Crimmins, as an avid environmentalist, finds similarities between “saving the habitat” and helping the homeless.

“This habitat is an incredible coincidence that has to be quite specifically okay, and there are many more delicate creatures than us that are gone for good because of us, like mineshaft canaries,” said Crimmins. “The homeless are really the canaries in the mineshaft. They’re just left out there. Humans are supposed to have shelter, and they’re supposed to have decent meals, and they’re supposed to have mental health care if they need it, and they’re supposed to have health care on demand when they need it,” he continued. “We have enough in this society to more than supply that to everyone. Instead, we concentrate the wealth, and the only time we get worried about someone is when they have to sell their summer home. Those are our priorities, and I think we need to have a little more ‘summer home’ homelessness and much less regular homelessness.”

Crimmins is a fighter. He always has been. He’s fought to be where he is, he’s fought for the less fortunate, he’s fought for the innocence of children and he’s fought for the accountability of political leaders. And he’s never backed down. He continues to fight for what is right, and to him, making sure the homeless are taken care of is a part of that.

“It’s an insult to every soul out on the street, it’s an insult to everyone who has to feel guilt and shame about needing to have somewhere decent to live,” said Crimmins. “We all have to learn something else too. The homeless aren’t just hungry on Thanksgiving, they’re hungry every day and we have to figure something out,” he continued. And for Crimmins, proper housing for the homeless is a must.

“I’m not so worried about feeding the homeless as I am about housing them,” he said. “Once they get housed, then we make sure they’re fed too. But first, you get them into a good shelter. Their own shelter, where they don’t have to interact with everybody else and every problem they’ve had in this concentrated area,” Crimmins continued. “The winter we had in Boston last year, every day that I heard about it, the first thing I thought about was where all the homeless people were, and it was just terrible.”

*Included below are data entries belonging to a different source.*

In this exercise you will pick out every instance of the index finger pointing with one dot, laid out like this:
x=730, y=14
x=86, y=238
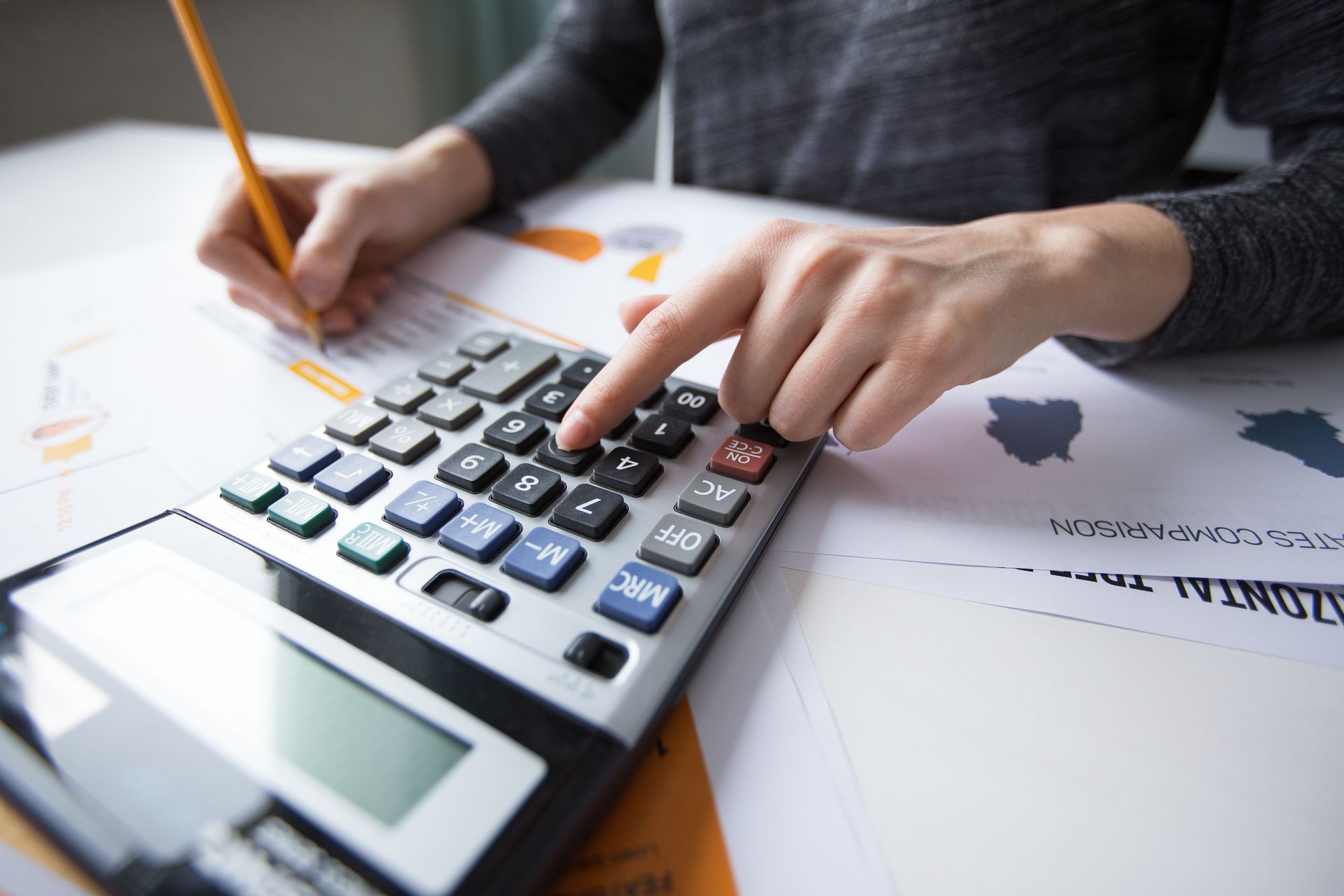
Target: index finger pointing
x=717, y=301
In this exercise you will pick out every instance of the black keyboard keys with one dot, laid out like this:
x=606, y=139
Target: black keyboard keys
x=662, y=434
x=692, y=405
x=552, y=400
x=628, y=470
x=581, y=372
x=571, y=463
x=472, y=466
x=515, y=431
x=589, y=511
x=527, y=489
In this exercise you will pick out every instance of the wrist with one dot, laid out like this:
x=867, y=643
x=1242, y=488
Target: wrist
x=449, y=172
x=1120, y=269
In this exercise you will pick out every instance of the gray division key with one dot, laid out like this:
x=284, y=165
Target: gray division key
x=451, y=410
x=679, y=545
x=714, y=498
x=483, y=346
x=356, y=424
x=503, y=378
x=445, y=370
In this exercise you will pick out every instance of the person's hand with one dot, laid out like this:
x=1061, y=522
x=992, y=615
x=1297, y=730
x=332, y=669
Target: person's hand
x=349, y=226
x=860, y=330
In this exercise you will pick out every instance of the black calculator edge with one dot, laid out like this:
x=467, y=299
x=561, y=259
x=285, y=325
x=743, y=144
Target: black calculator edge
x=550, y=833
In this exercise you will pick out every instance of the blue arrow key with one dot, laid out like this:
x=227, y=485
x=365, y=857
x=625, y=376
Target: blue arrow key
x=545, y=559
x=422, y=508
x=351, y=479
x=638, y=597
x=479, y=532
x=302, y=458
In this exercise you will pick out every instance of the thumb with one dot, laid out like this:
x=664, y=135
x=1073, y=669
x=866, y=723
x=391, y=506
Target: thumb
x=632, y=311
x=324, y=255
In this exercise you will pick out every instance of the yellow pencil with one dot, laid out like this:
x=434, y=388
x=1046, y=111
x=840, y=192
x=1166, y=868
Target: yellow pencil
x=257, y=190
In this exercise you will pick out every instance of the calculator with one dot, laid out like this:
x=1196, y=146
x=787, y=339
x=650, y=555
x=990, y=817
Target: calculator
x=417, y=649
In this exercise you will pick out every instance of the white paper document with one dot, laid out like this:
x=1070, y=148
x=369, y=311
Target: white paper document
x=1278, y=618
x=1214, y=465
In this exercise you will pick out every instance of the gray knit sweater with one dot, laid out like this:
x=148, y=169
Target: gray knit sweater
x=958, y=109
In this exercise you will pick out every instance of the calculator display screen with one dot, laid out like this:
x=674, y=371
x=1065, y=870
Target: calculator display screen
x=273, y=695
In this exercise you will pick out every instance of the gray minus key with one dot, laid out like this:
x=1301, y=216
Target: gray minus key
x=503, y=378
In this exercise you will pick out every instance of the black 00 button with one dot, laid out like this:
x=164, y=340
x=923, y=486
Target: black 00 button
x=691, y=405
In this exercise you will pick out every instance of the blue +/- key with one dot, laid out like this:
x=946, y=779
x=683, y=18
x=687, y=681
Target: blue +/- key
x=479, y=532
x=422, y=508
x=351, y=479
x=638, y=597
x=302, y=458
x=545, y=559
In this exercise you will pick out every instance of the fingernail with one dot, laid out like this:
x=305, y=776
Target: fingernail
x=575, y=430
x=316, y=292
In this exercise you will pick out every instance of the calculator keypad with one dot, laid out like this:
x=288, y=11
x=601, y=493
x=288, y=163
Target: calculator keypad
x=608, y=546
x=403, y=442
x=679, y=545
x=403, y=396
x=589, y=511
x=472, y=466
x=545, y=559
x=662, y=434
x=302, y=457
x=355, y=425
x=351, y=479
x=422, y=508
x=515, y=431
x=527, y=489
x=628, y=470
x=451, y=410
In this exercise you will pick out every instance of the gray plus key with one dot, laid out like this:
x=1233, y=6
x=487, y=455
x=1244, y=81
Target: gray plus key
x=714, y=498
x=503, y=378
x=679, y=545
x=403, y=396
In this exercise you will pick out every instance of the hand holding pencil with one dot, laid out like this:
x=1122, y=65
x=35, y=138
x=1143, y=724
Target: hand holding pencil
x=350, y=225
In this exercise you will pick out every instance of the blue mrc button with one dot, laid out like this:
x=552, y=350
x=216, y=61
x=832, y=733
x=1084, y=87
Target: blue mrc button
x=479, y=532
x=638, y=597
x=545, y=559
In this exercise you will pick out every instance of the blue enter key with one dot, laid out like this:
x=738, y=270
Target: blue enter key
x=638, y=597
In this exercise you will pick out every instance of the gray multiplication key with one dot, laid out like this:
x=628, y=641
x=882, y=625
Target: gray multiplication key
x=451, y=410
x=503, y=378
x=356, y=424
x=714, y=498
x=679, y=545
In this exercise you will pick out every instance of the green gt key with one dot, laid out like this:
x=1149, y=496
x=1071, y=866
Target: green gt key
x=372, y=547
x=302, y=514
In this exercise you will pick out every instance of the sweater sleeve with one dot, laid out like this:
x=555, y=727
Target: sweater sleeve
x=1268, y=248
x=575, y=93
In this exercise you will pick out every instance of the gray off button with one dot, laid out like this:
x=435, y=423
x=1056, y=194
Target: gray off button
x=679, y=545
x=714, y=498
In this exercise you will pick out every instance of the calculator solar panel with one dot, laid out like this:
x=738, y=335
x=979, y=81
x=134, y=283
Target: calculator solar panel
x=539, y=609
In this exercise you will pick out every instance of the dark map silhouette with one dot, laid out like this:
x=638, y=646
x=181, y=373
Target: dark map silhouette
x=1304, y=434
x=1034, y=430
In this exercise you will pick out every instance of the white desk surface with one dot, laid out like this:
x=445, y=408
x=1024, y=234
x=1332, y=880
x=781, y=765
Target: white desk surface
x=997, y=751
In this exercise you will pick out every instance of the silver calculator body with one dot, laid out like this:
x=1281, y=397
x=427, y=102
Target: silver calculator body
x=344, y=671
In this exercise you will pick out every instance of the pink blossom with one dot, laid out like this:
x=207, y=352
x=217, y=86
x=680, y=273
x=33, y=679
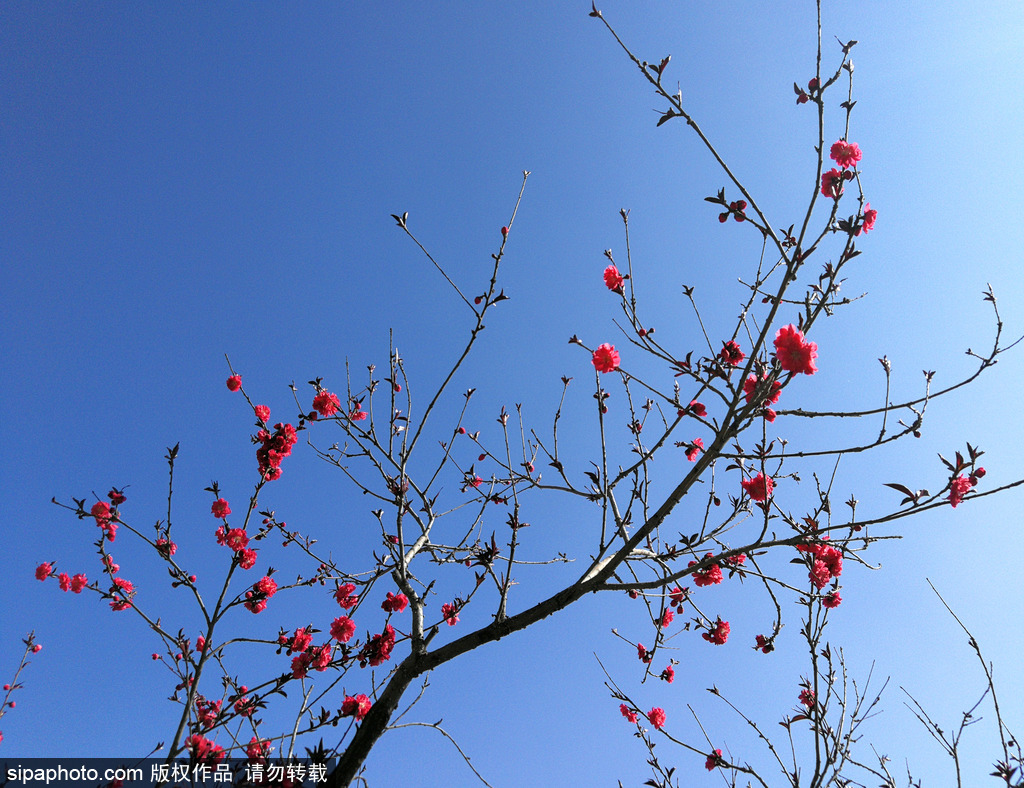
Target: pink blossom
x=355, y=705
x=342, y=628
x=220, y=509
x=868, y=219
x=845, y=154
x=718, y=633
x=958, y=487
x=760, y=487
x=731, y=354
x=795, y=355
x=326, y=403
x=832, y=183
x=612, y=278
x=605, y=358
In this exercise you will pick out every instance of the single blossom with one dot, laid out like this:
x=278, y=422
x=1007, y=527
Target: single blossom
x=342, y=628
x=795, y=355
x=355, y=705
x=731, y=354
x=958, y=487
x=612, y=278
x=220, y=509
x=760, y=487
x=327, y=404
x=832, y=183
x=605, y=358
x=845, y=154
x=868, y=219
x=718, y=633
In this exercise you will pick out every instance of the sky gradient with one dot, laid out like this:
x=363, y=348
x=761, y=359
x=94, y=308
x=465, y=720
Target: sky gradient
x=180, y=183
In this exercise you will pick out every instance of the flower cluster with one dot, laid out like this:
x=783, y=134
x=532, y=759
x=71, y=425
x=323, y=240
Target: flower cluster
x=355, y=705
x=605, y=358
x=718, y=633
x=795, y=355
x=105, y=519
x=613, y=279
x=342, y=628
x=731, y=354
x=262, y=590
x=760, y=487
x=710, y=576
x=203, y=750
x=826, y=563
x=273, y=448
x=327, y=404
x=378, y=649
x=394, y=604
x=343, y=595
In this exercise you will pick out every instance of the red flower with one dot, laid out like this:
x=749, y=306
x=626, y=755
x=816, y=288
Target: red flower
x=958, y=487
x=220, y=509
x=237, y=539
x=355, y=705
x=342, y=628
x=794, y=354
x=343, y=594
x=203, y=750
x=760, y=487
x=262, y=590
x=868, y=219
x=394, y=604
x=300, y=641
x=451, y=613
x=832, y=183
x=718, y=633
x=247, y=559
x=731, y=354
x=327, y=404
x=710, y=576
x=605, y=358
x=845, y=154
x=612, y=278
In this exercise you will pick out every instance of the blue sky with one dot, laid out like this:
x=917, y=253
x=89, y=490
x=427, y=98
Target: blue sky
x=180, y=183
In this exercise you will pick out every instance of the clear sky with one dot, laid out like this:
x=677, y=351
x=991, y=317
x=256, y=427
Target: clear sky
x=180, y=182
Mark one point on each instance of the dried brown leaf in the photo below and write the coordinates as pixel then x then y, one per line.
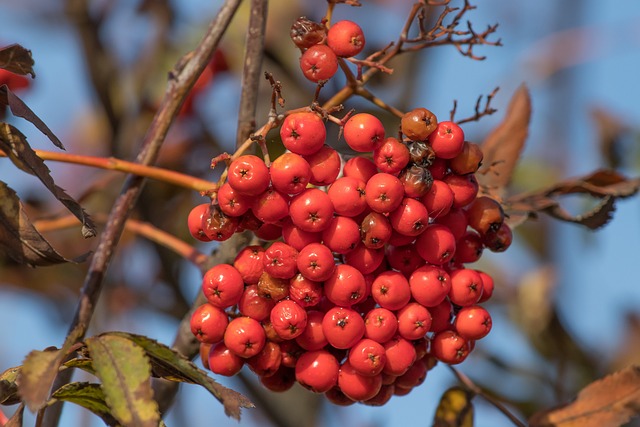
pixel 503 146
pixel 18 237
pixel 15 145
pixel 604 184
pixel 20 109
pixel 611 401
pixel 17 59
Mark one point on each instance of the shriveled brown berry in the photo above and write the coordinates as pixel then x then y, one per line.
pixel 485 215
pixel 418 124
pixel 218 226
pixel 500 240
pixel 416 180
pixel 468 161
pixel 273 288
pixel 306 33
pixel 421 153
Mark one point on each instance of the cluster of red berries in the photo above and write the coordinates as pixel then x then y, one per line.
pixel 365 286
pixel 321 48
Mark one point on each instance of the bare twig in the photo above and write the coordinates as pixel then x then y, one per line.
pixel 480 112
pixel 252 68
pixel 181 80
pixel 480 392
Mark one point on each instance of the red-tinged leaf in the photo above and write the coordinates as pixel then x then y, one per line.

“We are in late-stage capitalism. The ‘yes’ men made it a point many years ago when they figured out slavery, that it was expensive to clothe and house them here, so they went to a completely different country where they paid them a completely non-livable wage, and they had to find their own cardboard box,” said Crimmins. “That is who we now have the American worker competing with and we’ll often make the mistake of hating those in the cardboard boxes as opposed to the b******s who exported the jobs, and who can unconscionably allow the conditions that those people in those countries live in, as a result of their slave wages. It’s big and complicated, but it’s actually kind of simple.”